Fue extraño pensarlo, pero era mucho más extraño pensar en que no había sido así; pensar que yo había venido al mundo sin razón alguna, solo la volición de mis padres que me habían engendrado. La insoportable simpleza y despropósito de esa promesa me helaba la sangre. En cambio, que Cărtărescu quisiera conjurar su asfixia vital con mi invención era el triunfo de la nada sobre la nada.

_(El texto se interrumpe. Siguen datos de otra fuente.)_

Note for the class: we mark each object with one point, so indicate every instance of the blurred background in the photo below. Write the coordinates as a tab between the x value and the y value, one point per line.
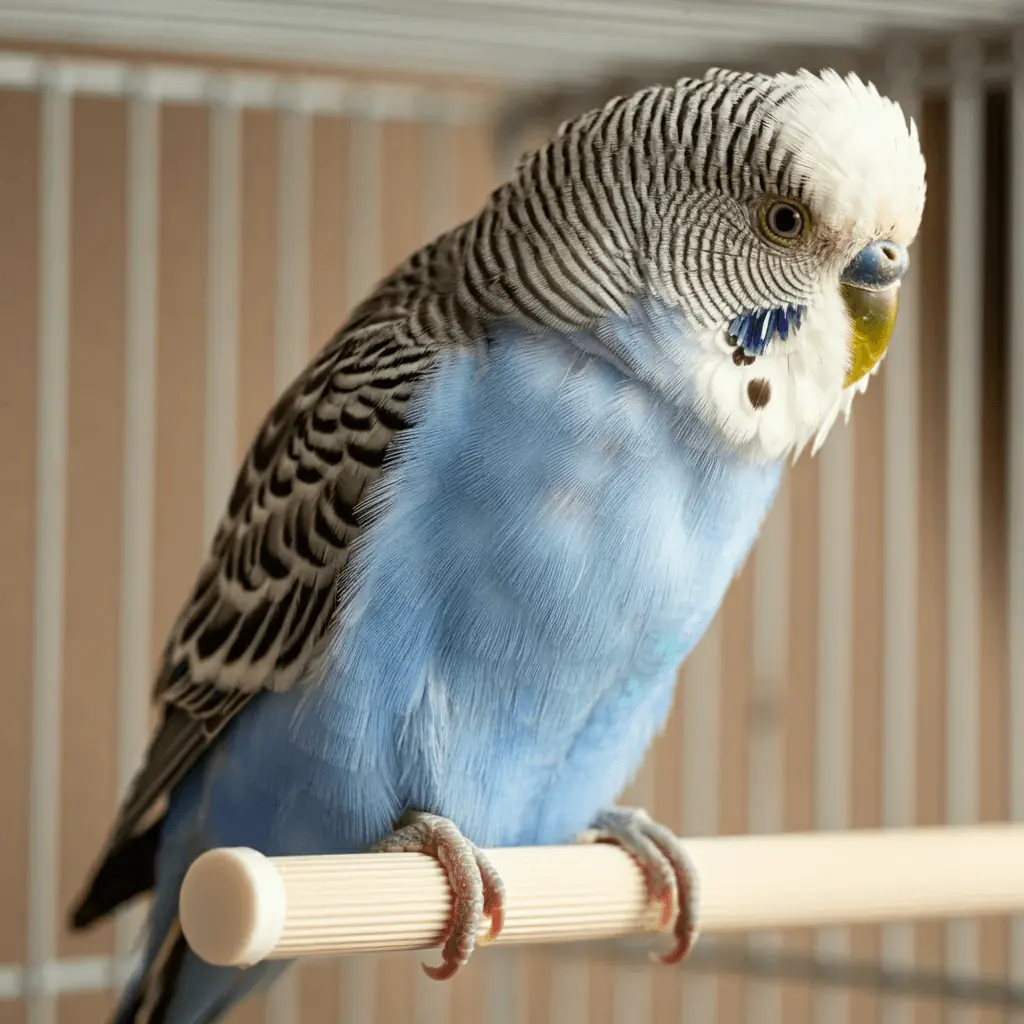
194	193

Como cabe esperar, seguí caminando ya convencido del hecho, vigilante de cada una de mis decisiones y acciones, de cada uno de mis movimientos enteramente delimitados por la cínica y atroz voz del rumano que escribiera El Levante, El ojo castaño de nuestro amor, Nostalgia; seguro de que mi vida era un artilugio de palabras y sonidos, y nada más. Porque Cărtărescu, al contrario de lo que pensé en un principio, no me narraba, me poetizaba. Escribía una larga elegía de mi vida. Una prolongada despedida de la luz y de la sombra. Compuso mi mitología, mis símbolos, mi hambre. Diseñó mis episodios y los cifró en una canción que celebraba la caída de las águilas del totalitarismo. Me vistió de pirata, de loco, de guerrero, de poeta.

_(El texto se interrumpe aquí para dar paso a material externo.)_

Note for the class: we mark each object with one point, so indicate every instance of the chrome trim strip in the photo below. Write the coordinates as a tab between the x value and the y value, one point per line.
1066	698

Me invitó a un café y me dijo: «Mira, esta es tu vida». Yo tomé el libro y lo abrí por el final, leí: «Me invitó a un café y me dijo: «Mira, esta es tu vida». Yo tomé el libro y lo abrí por el final, leí: «Me invitó a un café y me dijo: «Mira, esta es tu vida». Yo tomé el libro y lo abrí por el final, leí: «Me invitó a un café y me dijo: «Mira, esta es tu vida». Yo tomé el libro y lo abrí por el final, leí: «Me invitó a un café y me dijo: «Mira, esta es tu vida». Yo tomé el libro…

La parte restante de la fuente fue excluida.